Thanks for the proofread! I had so much text juggling between this and the README that it was guaranteed some things would fall through the cracks! I updated the things you mentioned about `stackSum` and thanks for the catch on the `sumIn` definition.

> It couldn't provide this if it was moving every value in the queue.

I actually don't remember anymore what std::deque does under the hood, I did look into it, but the only thing I remember is that it was quite slow!

> You'd have to template the code on `radius` instead of passing it in as a runtime parameter so that the compiler could lower the divisions to bitshifts.

Yes, I really like this idea. Especially because radii only really vary between 1-48px for most drop shadow needs. It would be nice to have a handful of the common radii be ripping fast.

klyrs · on Nov 10, 2023

std::deque will never beat your hand-rolled ring buffer.
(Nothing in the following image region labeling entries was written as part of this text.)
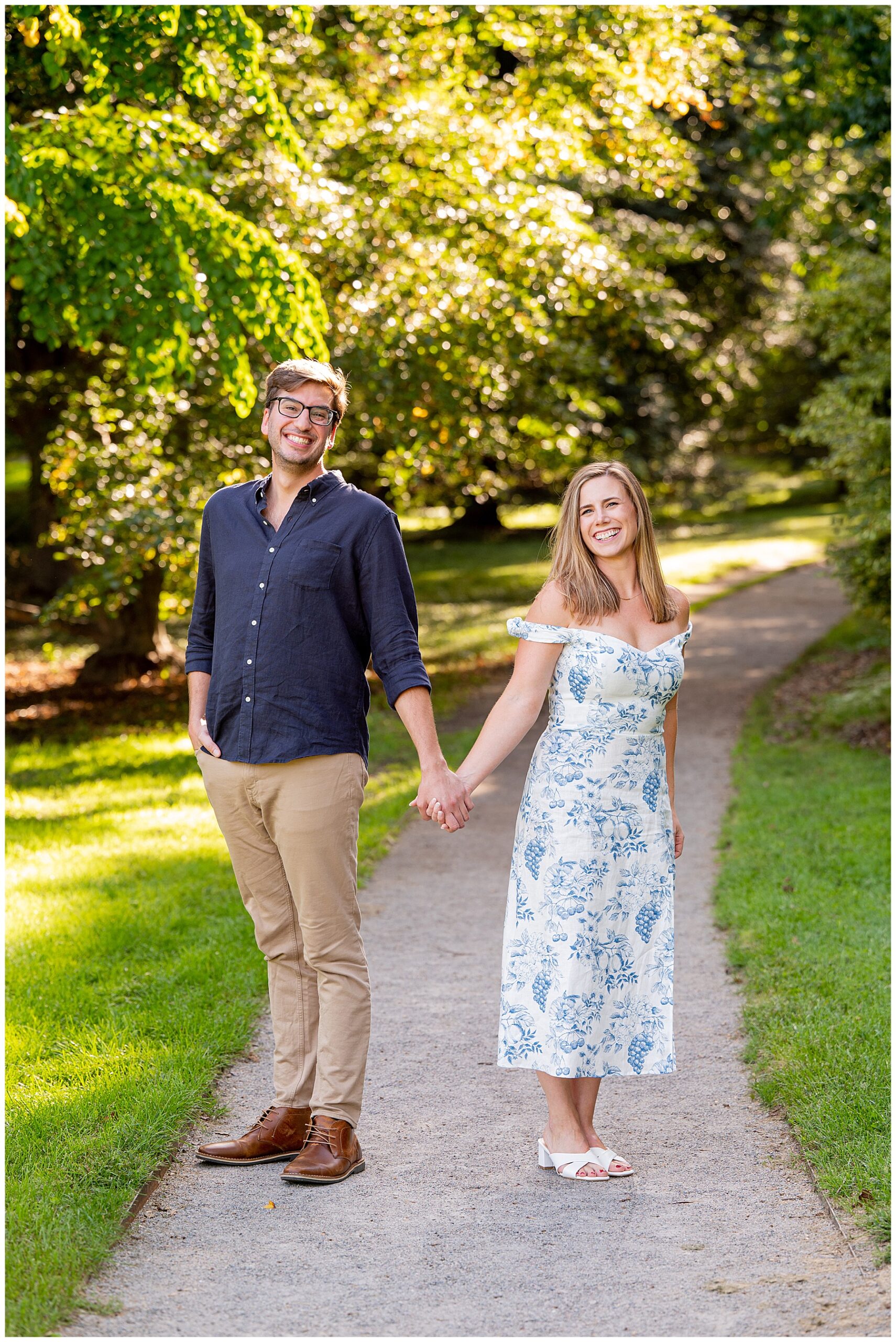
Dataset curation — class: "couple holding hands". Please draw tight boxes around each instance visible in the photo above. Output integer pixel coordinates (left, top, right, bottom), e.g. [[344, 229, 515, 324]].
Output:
[[187, 360, 691, 1184]]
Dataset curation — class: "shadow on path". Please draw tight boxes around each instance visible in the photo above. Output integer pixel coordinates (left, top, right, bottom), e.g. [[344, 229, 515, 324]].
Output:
[[70, 568, 889, 1337]]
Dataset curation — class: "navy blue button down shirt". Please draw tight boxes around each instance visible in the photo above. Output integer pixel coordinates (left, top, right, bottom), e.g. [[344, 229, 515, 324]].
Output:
[[187, 471, 429, 764]]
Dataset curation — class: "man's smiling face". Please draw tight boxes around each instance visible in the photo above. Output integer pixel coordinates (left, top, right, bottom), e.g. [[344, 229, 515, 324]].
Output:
[[261, 383, 337, 471]]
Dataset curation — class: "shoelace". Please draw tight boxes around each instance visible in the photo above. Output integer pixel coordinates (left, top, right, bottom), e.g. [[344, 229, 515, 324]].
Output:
[[249, 1105, 275, 1133], [304, 1123, 338, 1146]]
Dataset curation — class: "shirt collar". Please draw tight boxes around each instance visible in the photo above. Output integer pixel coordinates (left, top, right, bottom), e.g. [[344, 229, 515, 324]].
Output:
[[255, 470, 345, 508]]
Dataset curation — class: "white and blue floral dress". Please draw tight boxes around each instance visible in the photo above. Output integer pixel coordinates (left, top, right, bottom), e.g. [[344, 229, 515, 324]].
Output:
[[498, 620, 691, 1078]]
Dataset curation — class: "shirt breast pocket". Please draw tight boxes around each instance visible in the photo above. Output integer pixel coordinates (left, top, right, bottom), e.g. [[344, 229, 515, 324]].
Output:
[[288, 541, 342, 588]]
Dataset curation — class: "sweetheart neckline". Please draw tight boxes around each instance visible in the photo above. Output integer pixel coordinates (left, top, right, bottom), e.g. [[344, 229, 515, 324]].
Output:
[[574, 620, 691, 656], [509, 620, 692, 656]]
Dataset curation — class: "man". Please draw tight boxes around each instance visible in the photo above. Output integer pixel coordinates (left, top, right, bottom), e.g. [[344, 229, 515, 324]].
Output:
[[187, 360, 472, 1184]]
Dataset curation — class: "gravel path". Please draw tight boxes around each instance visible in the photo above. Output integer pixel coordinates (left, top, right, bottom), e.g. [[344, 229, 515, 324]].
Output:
[[69, 568, 889, 1337]]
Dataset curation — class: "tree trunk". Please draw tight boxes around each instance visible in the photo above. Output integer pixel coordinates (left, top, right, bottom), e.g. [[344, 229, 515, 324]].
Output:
[[78, 562, 176, 685]]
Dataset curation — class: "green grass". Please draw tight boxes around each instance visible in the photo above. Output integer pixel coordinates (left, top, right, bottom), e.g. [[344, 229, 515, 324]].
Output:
[[716, 616, 889, 1241], [7, 506, 847, 1335], [7, 683, 472, 1335]]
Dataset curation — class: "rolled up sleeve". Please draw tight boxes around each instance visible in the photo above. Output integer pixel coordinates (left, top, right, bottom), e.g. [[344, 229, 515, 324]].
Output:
[[185, 508, 215, 675], [358, 513, 432, 709]]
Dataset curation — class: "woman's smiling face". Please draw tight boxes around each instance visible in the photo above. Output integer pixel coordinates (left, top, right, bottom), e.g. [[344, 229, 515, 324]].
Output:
[[578, 475, 637, 558]]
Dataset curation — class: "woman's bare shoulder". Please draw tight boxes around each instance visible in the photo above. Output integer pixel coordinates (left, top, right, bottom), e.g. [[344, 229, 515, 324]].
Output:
[[526, 582, 572, 628], [668, 587, 691, 632]]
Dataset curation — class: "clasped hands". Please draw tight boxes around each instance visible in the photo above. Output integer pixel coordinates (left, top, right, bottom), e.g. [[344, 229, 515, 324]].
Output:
[[409, 765, 474, 834]]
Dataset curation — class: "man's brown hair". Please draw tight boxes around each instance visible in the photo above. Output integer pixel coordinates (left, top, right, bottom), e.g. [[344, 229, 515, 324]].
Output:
[[264, 359, 349, 423]]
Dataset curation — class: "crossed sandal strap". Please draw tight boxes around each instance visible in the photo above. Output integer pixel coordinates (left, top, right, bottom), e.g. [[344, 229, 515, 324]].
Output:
[[549, 1151, 599, 1178], [592, 1146, 625, 1170]]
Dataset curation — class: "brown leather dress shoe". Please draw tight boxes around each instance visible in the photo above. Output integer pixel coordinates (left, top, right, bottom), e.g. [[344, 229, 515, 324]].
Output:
[[196, 1105, 311, 1165], [280, 1114, 364, 1184]]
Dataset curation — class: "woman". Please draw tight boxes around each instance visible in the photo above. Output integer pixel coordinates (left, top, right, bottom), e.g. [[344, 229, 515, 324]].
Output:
[[431, 462, 691, 1181]]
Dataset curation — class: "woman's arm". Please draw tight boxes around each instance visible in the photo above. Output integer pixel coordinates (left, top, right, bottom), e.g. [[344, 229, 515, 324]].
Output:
[[663, 694, 679, 815], [457, 582, 570, 792], [663, 588, 691, 858], [457, 642, 563, 792]]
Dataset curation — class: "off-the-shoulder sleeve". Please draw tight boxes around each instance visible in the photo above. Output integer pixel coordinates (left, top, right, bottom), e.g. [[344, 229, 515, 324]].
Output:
[[507, 616, 573, 643]]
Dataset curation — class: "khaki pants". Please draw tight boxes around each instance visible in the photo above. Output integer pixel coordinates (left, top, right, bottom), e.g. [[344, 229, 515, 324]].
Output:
[[196, 752, 370, 1127]]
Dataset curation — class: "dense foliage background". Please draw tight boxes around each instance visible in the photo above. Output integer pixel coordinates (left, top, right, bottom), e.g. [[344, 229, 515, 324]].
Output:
[[5, 5, 889, 678]]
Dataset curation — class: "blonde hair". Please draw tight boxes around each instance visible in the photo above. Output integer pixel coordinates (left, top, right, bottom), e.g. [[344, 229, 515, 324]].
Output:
[[264, 359, 349, 423], [547, 462, 678, 624]]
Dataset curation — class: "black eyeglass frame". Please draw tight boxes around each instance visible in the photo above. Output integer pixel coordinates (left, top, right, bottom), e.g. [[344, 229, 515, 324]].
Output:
[[264, 396, 340, 428]]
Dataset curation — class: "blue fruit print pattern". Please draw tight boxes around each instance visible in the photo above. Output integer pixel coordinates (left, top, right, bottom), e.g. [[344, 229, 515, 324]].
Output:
[[498, 620, 691, 1078]]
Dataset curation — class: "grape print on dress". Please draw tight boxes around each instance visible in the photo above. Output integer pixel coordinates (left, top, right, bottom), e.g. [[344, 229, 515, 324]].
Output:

It's a container, it will spend time managing memory every time you walk off the end of a chunk. If it's implemented right*, it will hold onto a chunk which fell off, and will only allocate twice. If it's implemented wrong*, it will allocate after `chunksize` pushes, and free every `chunksize` pops (which might be handled properly by your allocator). But it's still going to need to shuffle those chunks around, adding unnecessary overhead because you're using a ring in a way that is a perfect fit for your application: you use the value you're popping every time you push.

* for your purpose! Therein lies the challenge of writing standard libraries... choices must be made.

vitus · on Nov 10, 2023

> std::deque will never beat your hand-rolled ring buffer.

std::deque may never beat a hand-rolled ring buffer of fixed size that maintains cursors, but it will beat a hand-rolled linked-list implementation.

The typical implementation will generally exhibit better cache locality than a linked list, and will outperform it for random access as required by the specification (amortized constant, vs linear).

(The typical implementation per cppreference, although I don't think this is formally required by the spec, is a sequence of fixed-length arrays.)

klyrs · on Nov 11, 2023

After some thought, I figured out a way to implement a chunked array of the sort specified by the c++ standard library, which does not require reallocation if the queue length stays below the chunksize. It involves storing cyclic offsets for each chunk.

So what I wrote isn't quite correct about needing to fiddle with memory regardless. But there is still overhead -- even if there's well-optimized code for the single chunk case, the container needs to check that condition.

sudara · on Nov 10, 2023

Thanks for this!